Introduction to Reverse Engineering with Python
Python is a High level language. Though many of you may think, it as a programming language, it is not. It is a Scripting language. It comes nowhere near to the machine code or machine language. Then what is it that makes python so interesting? If you any experience in pentesting or you have had a conversation with many web security experts or malware analyzers, then they would always suggest python as their primary language to develop malwares or exploits.
While some people may prefer C, C++ or perl, I would personally vote for python. The reason being it is not only useful as a tool for writing a program, it is also useful to break it.

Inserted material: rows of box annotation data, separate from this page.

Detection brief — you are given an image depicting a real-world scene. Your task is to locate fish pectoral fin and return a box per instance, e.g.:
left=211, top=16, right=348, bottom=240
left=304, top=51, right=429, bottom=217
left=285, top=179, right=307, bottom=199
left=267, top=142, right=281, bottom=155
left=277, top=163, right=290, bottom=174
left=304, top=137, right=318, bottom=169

What is Reverse Engineering?
Reverse Engineering is a very broad concept. One cannot actually define it with simple syntaxes. Proper concept of Reverse Engineering is to break down a code into simpler parts, understand it, modify and enhance it as per our own purpose and then reassemble it to fit to our needs. To make it a bit simpler, let me give you some extreme common examples.
Lets take an example of an Android Cell Phone. Manufacturers Create a Stock Rom and Sell it to their Consumers. But most of the times, it contains lot of bloatware and it becomes laggy. So, there are people in websites like XDA and androidcentral who reverse engineer their way into the ROM, enhance it and make it lag proof. One Practical example would be CyanogenMod Rom.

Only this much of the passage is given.